The child’s breathing had become increasingly labored. Jack ran a finger across the smooth rail of the crib, looked down and in, whispered matter-of-factly and without expression,“ Babaku .” A word for nameless African demons.
“No, Jack,” responded Morningstar. “This is no pagan demon. A Christian one. And it has a name.” As little Dominick’s chest struggled to expand for air, the severed hand appeared to tremble of its own accord.
“The Christian demon has a name,” repeated Morningstar. This time for his own benefit, a reaffirmation of things witnessed in dreams.

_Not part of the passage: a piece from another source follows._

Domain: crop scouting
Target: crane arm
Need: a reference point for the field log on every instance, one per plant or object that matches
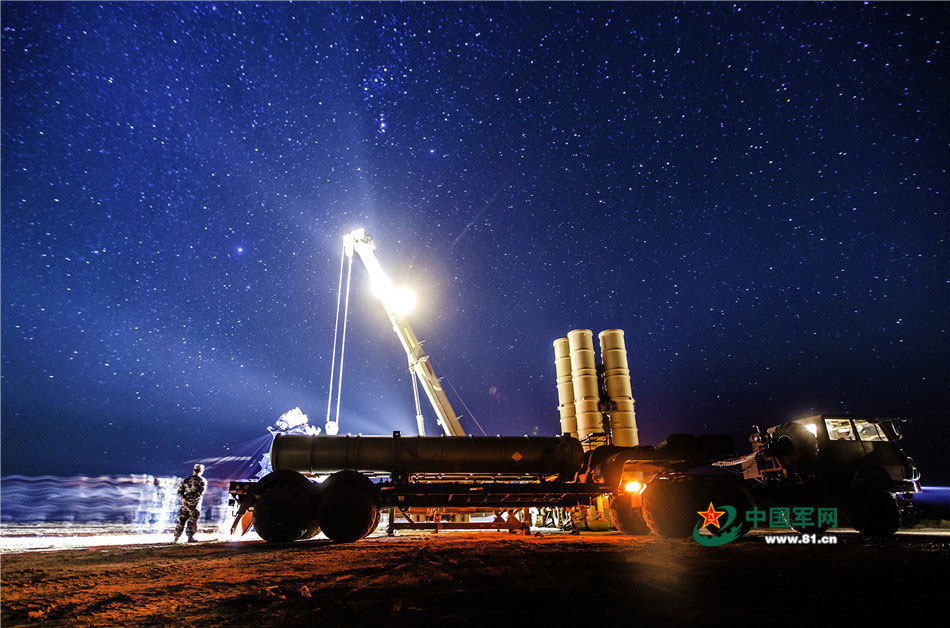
(394, 302)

Dominick’s chest stopped rising for air.
It was now clear that the autonomous movement of the hand was not illusion. A gentle massage of the child’s chest. A caress from a dead father. Anabella Carolla wiped her eyes, allowing them to widen in terror or hope. Marshall Trumbo stepped directly behind her, sensing she may faint, ready for her fall.
Trumbo spoke up. “The name of the demon, Father?”

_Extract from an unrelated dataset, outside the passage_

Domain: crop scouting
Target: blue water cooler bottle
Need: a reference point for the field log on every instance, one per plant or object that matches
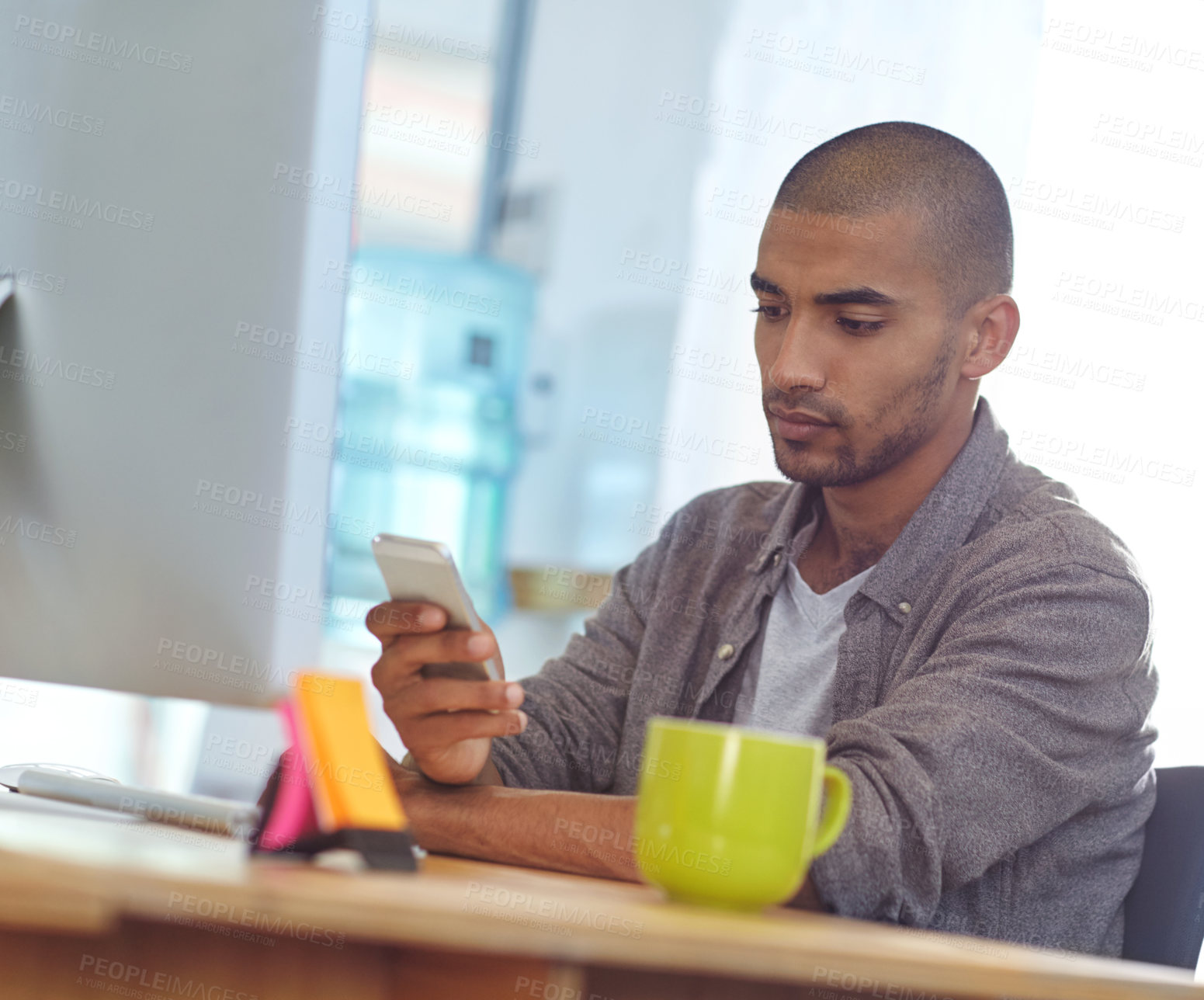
(426, 435)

Morningstar looked at him blank-faced. “Knowing the name would do you no good, son. No good at all.”
The preacher focused his attention back to the child-who had suddenly begun thrashing violently against the barred walls of the crib. Head and feet taking turns whipping up then down, a blind see-saw. Rhythmically. Beating against the loose fabric of the thin mattress:
Bap. Bap-bap. Buh-bap, bap, buh-bap.
The rhythm’s reprise erased whatever lingering doubt Morningstar may have reserved. He spoke to those in the room:
“It is the demon himself who needs to be saved tonight. Without the demon’s redemption, the boy is lost. And so are we all.”
“Lookit the hand,” said Typhus in a whisper. “I don’t like it.”
The movement of the hand had picked up in speed, fingers kneading the taut skin of the boy’s chest frantically-pushing through skin. No, not pushing through-sinking in . The flesh of the dead man’s fingers was melting into and joining the flesh of the child. Fusing.
Anabella Carolla prayed something in Sicilian between lips barely parted, her hands flattening over her face, fingers spread just enough to allow herself fragmented witness, teetering on exhausted legs. Trumbo stood behind with his hands gently brushing her waist. Ready, once more, for her fall.
Morningstar faced the mother, laid a shaking hand on her shoulder. An imploring whisper: “Please, Mother. Leave God out of this. This business ain’t none of His. God has His own troubles to tend. His own house to clean. Let Him be.” Defying Morningstar’s instruction, Anabella Carolla only prayed louder.
In the crib, a change had begun.
“This isn’t right,” said Morningstar. “This isn’t supposed to happen. Ain’t the way I dreamt it.”
Dominick’s body had begun a visible transformation:
rebirthing
Arms pressed to sides, legs pressed together. Ears receding, mouth stretching wide, eyes separating, nose flattening. The red welts that had risen behind the ears had turned to slit-shaped holes, sucking in a tortured, thin stream of air. Whistling.
rebirthing
Diphtheria gasped. Buddy held her tight.
Dominick was transforming rapidly, his perfect, soft skin changing.
The sound that flew from his mother’s throat was a scream but not a scream; the note of an opera singer, high in pitch, full in tone, quivering with perfect vibrato, sustained. It was a beautiful sound, it was an ugly sound. During the mother’s note the child momentarily stopped thrashing, transformation interrupted.